Van Morrison, Guns N' Roses, and Blake Shelton top the charts

AMI Entertainment Network has released its annual list of the year’s most popular jukebox music, with the data for the list drawn from AMI’s network of digital jukeboxes and library of millions of songs.

2013 was a year of nostalgia for the AMI audience, as the top five most-played songs of 2013 were all recorded before 1990.

Claiming the top spot for 2013 was Van Morrison’s soulful jam “Brown Eyed Girl,” a legendary 1967 song that kicked off the singer’s solo career and continues to make regular appearances on AMI’s year-end charts.

Guns N’ Roses joined perennial favorites The Allman Brothers, Lynyrd Skynyrd, and Janis Joplin to round out the top five. Meanwhile, the most popular song of 2012 — Jason Aldean’s “My Kinda Party” — failed to crack the top 50, sinking all the way to #82.

The top albums of 2013 were similarly old-fashioned, with greatest hits albums from Guns N’ Roses and Lynyrd Skynyrd placing #1 and #2, respectively.

Eric Church’s hit 2011 album Chief remained on the charts for yet another year, falling only one spot from the 2012 list to come in at #3. Chief was followed on the charts by a string of greatest hits albums from classic artists like Janis Joplin, Johnny Cash, the Rolling Stones, and Bob Seger.

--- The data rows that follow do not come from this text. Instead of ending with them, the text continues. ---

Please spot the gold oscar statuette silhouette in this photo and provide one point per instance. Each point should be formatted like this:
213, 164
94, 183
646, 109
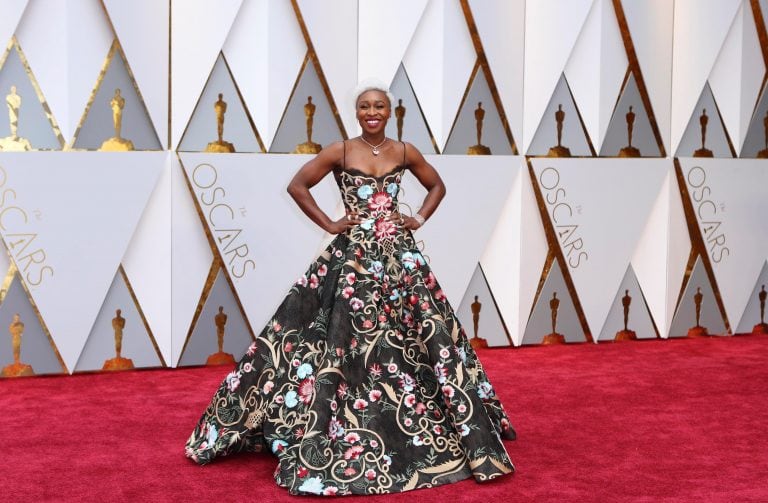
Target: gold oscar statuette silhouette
220, 357
118, 362
629, 150
220, 146
17, 368
554, 337
308, 147
559, 150
479, 149
626, 334
698, 330
399, 115
475, 341
762, 327
763, 154
117, 143
13, 142
703, 121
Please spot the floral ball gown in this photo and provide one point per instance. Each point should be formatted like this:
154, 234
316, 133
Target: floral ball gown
364, 381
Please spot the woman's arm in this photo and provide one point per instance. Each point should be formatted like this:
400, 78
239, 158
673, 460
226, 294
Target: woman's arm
307, 177
428, 177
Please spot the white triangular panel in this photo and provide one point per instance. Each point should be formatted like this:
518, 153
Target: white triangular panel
515, 254
709, 313
501, 26
439, 66
198, 31
470, 210
551, 30
392, 20
142, 28
265, 49
12, 11
148, 263
599, 52
739, 56
254, 184
95, 199
695, 47
662, 253
66, 91
728, 198
332, 27
650, 26
191, 257
598, 229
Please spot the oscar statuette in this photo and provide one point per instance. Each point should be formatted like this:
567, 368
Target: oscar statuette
118, 362
554, 337
626, 334
477, 342
220, 146
220, 357
479, 149
13, 142
698, 330
629, 150
761, 328
17, 368
703, 121
559, 150
308, 147
117, 143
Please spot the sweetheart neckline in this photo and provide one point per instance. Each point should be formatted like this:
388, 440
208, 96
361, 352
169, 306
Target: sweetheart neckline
375, 177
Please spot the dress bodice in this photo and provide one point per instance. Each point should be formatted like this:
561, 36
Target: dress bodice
370, 197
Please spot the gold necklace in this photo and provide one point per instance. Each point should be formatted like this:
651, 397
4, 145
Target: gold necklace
374, 148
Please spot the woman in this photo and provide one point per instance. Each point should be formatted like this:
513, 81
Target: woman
364, 381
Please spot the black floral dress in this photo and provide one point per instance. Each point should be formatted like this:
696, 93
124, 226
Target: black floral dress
364, 381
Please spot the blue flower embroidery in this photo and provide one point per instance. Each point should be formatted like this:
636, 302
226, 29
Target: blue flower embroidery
364, 192
304, 370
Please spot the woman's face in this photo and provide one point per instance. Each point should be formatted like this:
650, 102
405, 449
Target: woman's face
373, 111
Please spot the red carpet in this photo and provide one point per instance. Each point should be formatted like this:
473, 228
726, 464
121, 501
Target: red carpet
678, 420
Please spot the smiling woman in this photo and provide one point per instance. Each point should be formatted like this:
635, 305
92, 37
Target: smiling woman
363, 381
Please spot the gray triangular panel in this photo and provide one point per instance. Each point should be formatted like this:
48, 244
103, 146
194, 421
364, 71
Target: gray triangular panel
751, 316
574, 136
464, 132
33, 123
490, 326
685, 315
415, 129
617, 134
639, 318
540, 322
203, 341
716, 138
98, 125
37, 349
757, 134
136, 342
293, 126
203, 126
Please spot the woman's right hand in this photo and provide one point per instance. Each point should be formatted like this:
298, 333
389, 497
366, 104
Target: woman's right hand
343, 224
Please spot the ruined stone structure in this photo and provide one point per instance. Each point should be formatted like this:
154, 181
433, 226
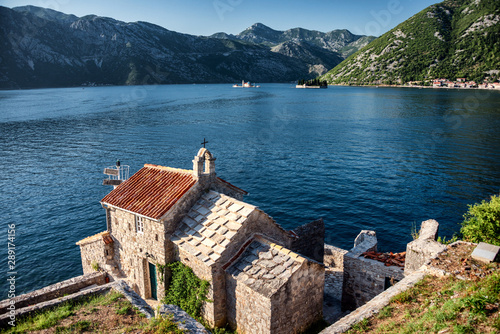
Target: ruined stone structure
365, 278
259, 282
425, 247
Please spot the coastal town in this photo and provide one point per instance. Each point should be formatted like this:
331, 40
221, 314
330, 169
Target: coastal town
463, 83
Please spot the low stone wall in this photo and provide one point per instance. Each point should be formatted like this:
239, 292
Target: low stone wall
334, 257
53, 291
311, 240
184, 320
134, 298
119, 286
421, 250
375, 305
365, 278
22, 312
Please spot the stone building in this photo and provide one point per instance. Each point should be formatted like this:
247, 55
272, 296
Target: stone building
258, 281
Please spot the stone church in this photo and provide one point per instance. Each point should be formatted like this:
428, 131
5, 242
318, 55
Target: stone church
263, 279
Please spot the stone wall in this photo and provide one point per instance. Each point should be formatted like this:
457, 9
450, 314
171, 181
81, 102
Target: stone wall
299, 303
94, 251
248, 310
311, 240
211, 312
365, 278
133, 251
53, 291
375, 305
334, 257
421, 250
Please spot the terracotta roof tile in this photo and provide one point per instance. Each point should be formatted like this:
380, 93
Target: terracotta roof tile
152, 191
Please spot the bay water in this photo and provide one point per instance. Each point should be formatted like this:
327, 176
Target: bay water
382, 159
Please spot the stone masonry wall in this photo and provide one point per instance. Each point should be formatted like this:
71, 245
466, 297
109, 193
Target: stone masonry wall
53, 291
311, 240
421, 250
334, 257
95, 251
365, 278
133, 251
211, 312
299, 303
243, 304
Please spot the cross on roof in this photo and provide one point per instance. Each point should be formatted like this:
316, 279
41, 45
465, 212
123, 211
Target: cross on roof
204, 142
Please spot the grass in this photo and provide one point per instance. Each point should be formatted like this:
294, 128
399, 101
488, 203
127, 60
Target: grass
107, 313
440, 304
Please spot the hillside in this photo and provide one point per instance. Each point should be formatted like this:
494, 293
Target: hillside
44, 48
455, 38
339, 41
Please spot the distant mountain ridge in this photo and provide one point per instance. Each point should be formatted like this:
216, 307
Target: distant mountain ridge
452, 39
44, 48
341, 41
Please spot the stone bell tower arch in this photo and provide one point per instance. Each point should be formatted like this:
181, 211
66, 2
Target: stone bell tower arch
204, 164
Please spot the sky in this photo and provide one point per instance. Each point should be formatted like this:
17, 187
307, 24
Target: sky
206, 17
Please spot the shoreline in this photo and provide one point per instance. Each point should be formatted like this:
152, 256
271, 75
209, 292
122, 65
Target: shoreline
419, 87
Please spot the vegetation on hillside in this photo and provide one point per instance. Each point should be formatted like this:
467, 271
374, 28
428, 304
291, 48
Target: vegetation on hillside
109, 313
444, 305
482, 222
452, 39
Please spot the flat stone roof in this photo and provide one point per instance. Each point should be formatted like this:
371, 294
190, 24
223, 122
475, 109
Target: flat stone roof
265, 267
209, 226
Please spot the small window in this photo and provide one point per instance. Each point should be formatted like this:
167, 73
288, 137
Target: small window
139, 224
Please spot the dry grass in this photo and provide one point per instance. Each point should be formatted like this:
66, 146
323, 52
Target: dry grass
440, 305
110, 313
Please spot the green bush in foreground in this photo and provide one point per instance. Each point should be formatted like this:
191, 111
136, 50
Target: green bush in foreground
482, 222
186, 290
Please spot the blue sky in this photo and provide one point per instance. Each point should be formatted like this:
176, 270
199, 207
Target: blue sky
205, 17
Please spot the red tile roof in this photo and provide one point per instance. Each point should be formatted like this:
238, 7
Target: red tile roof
152, 191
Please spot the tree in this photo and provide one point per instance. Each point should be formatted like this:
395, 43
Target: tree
482, 222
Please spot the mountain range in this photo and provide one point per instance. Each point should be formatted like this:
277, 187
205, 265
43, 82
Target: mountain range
452, 39
41, 47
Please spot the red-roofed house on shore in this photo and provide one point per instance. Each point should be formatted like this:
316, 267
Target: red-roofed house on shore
162, 214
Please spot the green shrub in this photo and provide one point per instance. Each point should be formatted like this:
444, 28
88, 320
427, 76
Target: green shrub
186, 290
482, 222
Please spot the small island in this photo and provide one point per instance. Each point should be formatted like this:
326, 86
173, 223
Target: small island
314, 83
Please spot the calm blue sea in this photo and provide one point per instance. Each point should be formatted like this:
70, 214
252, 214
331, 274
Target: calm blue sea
383, 159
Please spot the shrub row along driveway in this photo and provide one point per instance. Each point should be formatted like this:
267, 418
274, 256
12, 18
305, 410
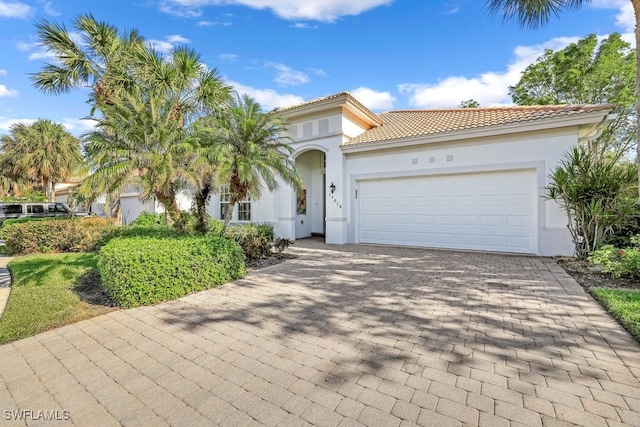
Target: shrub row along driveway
344, 335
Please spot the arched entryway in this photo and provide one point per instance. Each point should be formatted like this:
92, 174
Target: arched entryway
310, 209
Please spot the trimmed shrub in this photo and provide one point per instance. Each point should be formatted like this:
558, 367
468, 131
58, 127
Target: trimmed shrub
255, 239
29, 219
147, 270
126, 231
618, 262
57, 235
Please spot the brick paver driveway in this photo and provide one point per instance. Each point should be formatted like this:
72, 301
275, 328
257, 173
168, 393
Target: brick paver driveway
343, 335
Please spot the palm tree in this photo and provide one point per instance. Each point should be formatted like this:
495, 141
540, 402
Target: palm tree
94, 58
536, 13
251, 151
42, 151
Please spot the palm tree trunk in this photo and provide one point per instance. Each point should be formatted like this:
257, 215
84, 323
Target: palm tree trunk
170, 204
636, 9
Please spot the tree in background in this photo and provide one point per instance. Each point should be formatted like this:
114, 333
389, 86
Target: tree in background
42, 152
536, 13
92, 55
587, 72
143, 103
469, 103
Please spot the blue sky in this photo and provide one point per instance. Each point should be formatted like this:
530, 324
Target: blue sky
390, 54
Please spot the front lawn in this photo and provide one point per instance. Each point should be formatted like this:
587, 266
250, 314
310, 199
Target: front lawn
49, 291
623, 304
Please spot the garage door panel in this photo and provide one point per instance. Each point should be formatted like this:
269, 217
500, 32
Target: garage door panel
488, 211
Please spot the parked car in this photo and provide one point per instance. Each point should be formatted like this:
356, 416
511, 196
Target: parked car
34, 209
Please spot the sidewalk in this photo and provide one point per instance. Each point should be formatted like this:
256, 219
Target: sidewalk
5, 282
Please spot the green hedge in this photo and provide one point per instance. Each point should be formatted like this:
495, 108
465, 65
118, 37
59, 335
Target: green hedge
255, 239
56, 235
147, 270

The list of the top new songs of 2013 also granted a intersting view into the latest artists captivating jukebox audiences.

2013 proved to be a banner year for country singer Blake Shelton, with his new releases “Boys ‘Round Here” and “Sure Be Cool If You Did” topping the charts at #1 and #3, respectively.

Robin Thicke’s “Blurred Lines” came in at #2, while new tracks from Florida Georgia Line, Daft Punk, and Drake also placed in the Top 10. New Zealand’s teenaged singer-songwriter Lorde also placed highly with her #1 hit song “Royals,” which came in at #9.

The AMI Entertainment Network has been developing entertainment solutions for bars and restaurants for more than a century, from the dawn of the jukebox to the digital age.